By Steve Sears
Sitting all by its lonesome off of Carey Avenue in the last parking space in the rear parking lot of the Butler Volunteer Fire Department building is an aged Ward LaFrance fire truck that may have lost its gleam in color, but still sparkles in the hearts of local firefighters.
The 1955 truck has served many purposes. In 1957, it was on the front line of fighting the major Pequanoc (Pequannock) Rubber Company weeklong fire. “This was our only pumper then,” says Richard Dean, who has been a volunteer member of the Butler Fire Department, Kinney Hose Company, for 46 years, but also from 1975 to 2009 worked as a telecommunicator at the Butler Police Department. “This pumped continuously for the first three days of the fire. Then, they decided to change the oil. It was shut down for a couple of hours, and then it resumed (pumping) for another 2 -3 days. It was also the fastest one we had at the time.” The relic has also been used as a funeral truck, transporting the caskets of deceased members with many distinguished years of service to the Butler Fire Department.
Dean’s grandfather, William Dean, was Mayor when the truck was purchased, he himself a fire department member from 1912 until his passing in 1982. “In 1955, Butler had to replace their fleet of 1929 and 1930 fire trucks,” says Dean. “This one arrived in December of ‘54, it was a 1955 model. It was in service until March of ’76.”
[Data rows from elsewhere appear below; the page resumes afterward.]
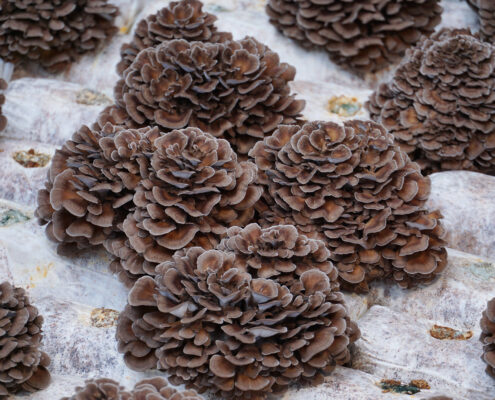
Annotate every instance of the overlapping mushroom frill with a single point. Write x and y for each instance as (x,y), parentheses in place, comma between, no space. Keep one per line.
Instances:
(488,337)
(53,32)
(364,35)
(183,19)
(486,12)
(144,193)
(258,313)
(353,187)
(440,104)
(3,120)
(237,90)
(22,363)
(150,389)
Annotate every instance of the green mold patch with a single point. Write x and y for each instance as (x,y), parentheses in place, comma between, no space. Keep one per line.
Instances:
(11,217)
(483,270)
(446,333)
(394,386)
(344,106)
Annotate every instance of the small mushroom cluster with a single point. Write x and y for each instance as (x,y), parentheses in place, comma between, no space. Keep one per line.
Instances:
(351,186)
(488,337)
(152,389)
(440,103)
(261,311)
(237,90)
(22,363)
(365,35)
(486,13)
(3,120)
(180,20)
(53,33)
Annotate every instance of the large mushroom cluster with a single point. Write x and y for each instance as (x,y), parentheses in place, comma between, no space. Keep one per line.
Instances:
(152,389)
(488,337)
(365,35)
(53,32)
(440,104)
(22,363)
(261,311)
(353,187)
(486,13)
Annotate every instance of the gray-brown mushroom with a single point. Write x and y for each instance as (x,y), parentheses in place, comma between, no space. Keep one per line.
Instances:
(53,33)
(488,337)
(486,13)
(184,19)
(23,366)
(237,90)
(352,187)
(440,105)
(149,389)
(365,35)
(260,312)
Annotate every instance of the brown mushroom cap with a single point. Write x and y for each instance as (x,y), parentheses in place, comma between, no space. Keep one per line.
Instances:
(352,187)
(53,33)
(3,120)
(488,337)
(152,389)
(22,363)
(184,19)
(440,105)
(237,90)
(261,311)
(486,13)
(364,35)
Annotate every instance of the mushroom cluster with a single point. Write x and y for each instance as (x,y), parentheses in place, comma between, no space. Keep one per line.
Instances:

In 1976, the truck was sold to the Sussex County Fire Academy where it served as a training vehicle and a loaner engine for different fire companies in the county. It was replaced with a newer model a 1990, and the Butler Fire Department was offered the opportunity to buy the truck back – for just $1.00. “It had been kept outside,” recalls Dean, “it needed a lot of restoration work, and I think the Kinney Hose company spent $25,000 with money received from fundraisers to get it restored. It was beautiful.”
The truck was kept inside the fire house from 1990 – 1997 when the borough ordered its removal from the building and borough property. It then was parked outside in a large local yard for about 10 years. In 2009, the fire department asked a local body shop to attempt restoration. All was going well until the body shop owner sadly perished in a shipwreck, and the truck got held up in estate. Two years later, the fire department regained the truck, approached another company in Rockland County, New York to attempt restoration. A third of the work just about completed, the company then suffered bankruptcy. The fire department had to scramble to get the truck back, again, and afterwards the truck sat in storage in Oak Ridge for a few years before the borough permitted it back on site in Butler.
“As you can see,” says Dean as he walks towards the truck, “there’s some stuff missing. There are some doors missing, there’s a pile of stuff on the other side – it’s a sad situation. To get it restored again, you’re talking a lot of money.”
Some fire department members want to see it shining bright red and running once more, and a third attempt at restoration has been occasionally discussed. But for now, it rests as a large, broken “toy,” doors removed, discolored by age, and inside one of its storage compartments, courtesy of time and weather, a few green plants and weeds grow wild, the only sign of life.
“It’s part of our history,” says Dean, looking at the truck with a touch of melancholy, knowing it deserves a better fate.